Moving on to question 2: Will we put weed in our beer? The answer: No.  Now, I’m sure someone will, and there will certainly be interesting innovations in this space that we should all be watching.  Of course there will be breweries who add hemp, terpenes, and CBD to their beers.  Lately there has been news of a new company in Denver planning to brew non-alcoholic craft beverages containing THC, the key psychoactive chemical in cannabis. They are claiming that their products will be designed to deliver a consistent user experience with the same onset time as alcohol. I won’t lie.  I thought about it, I looked into it, and I got my chemical engineering hat on and even got a little bit excited about the technical challenge of getting the hydrophobic (that is, not water soluble) components of cannabis into our (very much water based) beer.

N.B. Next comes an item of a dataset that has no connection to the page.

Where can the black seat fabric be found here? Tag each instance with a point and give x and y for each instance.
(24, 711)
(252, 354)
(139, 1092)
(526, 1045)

Where I ended up at was asking myself why.  Why would I want to mix alcohol and cannabis? And would adding cannabis to my beer make it better beer?  The main driver for me was the social ritual.  The ritual of “having a pint” with friends – going out to enjoy a beer in a cool space and experiencing craft beer socially, is something I think cannabis is going to have a tough time competing with.  I’m very interested in observing how we as a society transition smoking a joint from something you do out behind the garage and you don’t really disclose, to something as normalized as meeting friends after work for a beer.  I thought that putting cannabis in our beer might help create a new social ritual.

At Boxing Rock, we’ve always shied away from putting ingredients into our beer for the gimmick factor.  We believe that if you put something into a beer, it should enhance the flavour in some way.  You should be able to taste it, and it should be an exploration of flavour, aroma, colour and mouthfeel that the special ingredient contributes to.  So…cannabis didn’t pass the test; at least not yet. We do see an opportunity to pair the terpenes or the “fragrant oils that give cannabis it’s aromatic diversity” with complimentary hop flavours; and probably that all goes along with food pairings too… We will have a wealth of options to play with for years to come.

I’m going to show my somewhat square side here…Here is something I learned while researching for this blog post.  Apparently mixing beer and cannabis is said to provide an exquisite high that cannot be obtained by taking just one of these ingredients.  Apparently it is called “the crossfade”.  I feel like that sounds worth exploring.  (Probably a beer name or two in that.)

Advantage craft beer. We can still claim the ritual of having a pint.  We can invite cannabis to be part of the craft community, to come to the table with us instead of building a wall.  We can pair our craft beer with craft cannabis and make new partnerships and experiences for people.

Cheers to stepping into the crossfade.